Re: [RFC PATCH 1/1] perf/core: Wake up parent event if inherited event has no ring buffer

From: James Clark
Date: Mon Jan 24 2022 - 09:58:27 EST




On 24/01/2022 11:49, Peter Zijlstra wrote:
> On Mon, Dec 06, 2021 at 11:38:40AM +0000, James Clark wrote:
>> When using per-process mode and event inheritance is set to true, forked
>> processes will create a new perf events via inherit_event() ->
>> perf_event_alloc(). But these events will not have ring buffers assigned
>> to them. Any call to wakeup will be dropped if it's called on an event
>> with no ring buffer assigned because that's the object that holds the
>> wakeup list.
>>
>> If the child event is disabled due to a call to perf_aux_output_begin()
>> or perf_aux_output_end(), the wakeup is dropped leaving userspace
>> hanging forever on the poll.
>>
>> Normally the event is explicitly re-enabled by userspace after it wakes
>> up to read the aux data, but in this case it does not get woken up so
>> the event remains disabled.
>>
>> This can be reproduced when using Arm SPE and 'stress' which forks once
>> before running the workload. By looking at the list of aux buffers read,
>> it's apparent that they stop after the fork:
>>
>> perf record -e arm_spe// -vvv -- stress -c 1
>>
>> With this patch applied they continue to be printed. This behaviour
>> doesn't happen when using systemwide or per-cpu mode.
>>
>> Reported-by: Ruben Ayrapetyan <Ruben.Ayrapetyan@xxxxxxx>
>> Signed-off-by: James Clark <james.clark@xxxxxxx>
>> ---
>
> Would this be the better patch?

Yes I tested this and it also works. There is one other suspicious access
of ->rb followed by if(rb) here in perf_poll(), but maybe it works out ok?

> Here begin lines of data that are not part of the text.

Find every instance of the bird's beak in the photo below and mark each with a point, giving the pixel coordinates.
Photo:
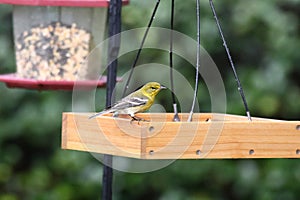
(163, 87)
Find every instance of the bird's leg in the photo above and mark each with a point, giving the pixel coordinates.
(138, 119)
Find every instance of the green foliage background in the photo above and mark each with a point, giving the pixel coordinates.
(264, 39)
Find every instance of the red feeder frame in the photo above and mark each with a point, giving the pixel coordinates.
(14, 81)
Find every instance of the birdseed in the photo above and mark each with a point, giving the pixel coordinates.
(53, 52)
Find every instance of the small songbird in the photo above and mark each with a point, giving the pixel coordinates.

mutex_lock(&event->mmap_mutex);
rb = event->rb;
if (rb)
events = atomic_xchg(&rb->poll, 0);

We also have a Perf self test that covers this failure for Arm SPE now, I'm not
sure if I should post that separately or with your new version of this fix?

Thanks
James

>
>
> ---
> diff --git a/kernel/events/core.c b/kernel/events/core.c
> index 479c9e672ec4..b1c1928c0e7c 100644
> --- a/kernel/events/core.c
> +++ b/kernel/events/core.c
> @@ -5985,6 +5985,8 @@ static void ring_buffer_attach(struct perf_event *event,
> struct perf_buffer *old_rb = NULL;
> unsigned long flags;
>
> + WARN_ON_ONCE(event->parent);
> +
> if (event->rb) {
> /*
> * Should be impossible, we set this when removing
> @@ -6042,6 +6044,9 @@ static void ring_buffer_wakeup(struct perf_event *event)
> {
> struct perf_buffer *rb;
>
> + if (event->parent)
> + event = event->parent;
> +
> rcu_read_lock();
> rb = rcu_dereference(event->rb);
> if (rb) {
> @@ -6055,6 +6060,9 @@ struct perf_buffer *ring_buffer_get(struct perf_event *event)
> {
> struct perf_buffer *rb;
>
> + if (event->parent)
> + event = event->parent;
> +
> rcu_read_lock();
> rb = rcu_dereference(event->rb);
> if (rb) {
> @@ -6763,7 +6771,7 @@ static unsigned long perf_prepare_sample_aux(struct perf_event *event,
> if (WARN_ON_ONCE(READ_ONCE(sampler->oncpu) != smp_processor_id()))
> goto out;
>
> - rb = ring_buffer_get(sampler->parent ? sampler->parent : sampler);
> + rb = ring_buffer_get(sampler);
> if (!rb)
> goto out;
>
> @@ -6829,7 +6837,7 @@ static void perf_aux_sample_output(struct perf_event *event,
> if (WARN_ON_ONCE(!sampler || !data->aux_size))
> return;
>
> - rb = ring_buffer_get(sampler->parent ? sampler->parent : sampler);
> + rb = ring_buffer_get(sampler);
> if (!rb)
> return;
>
>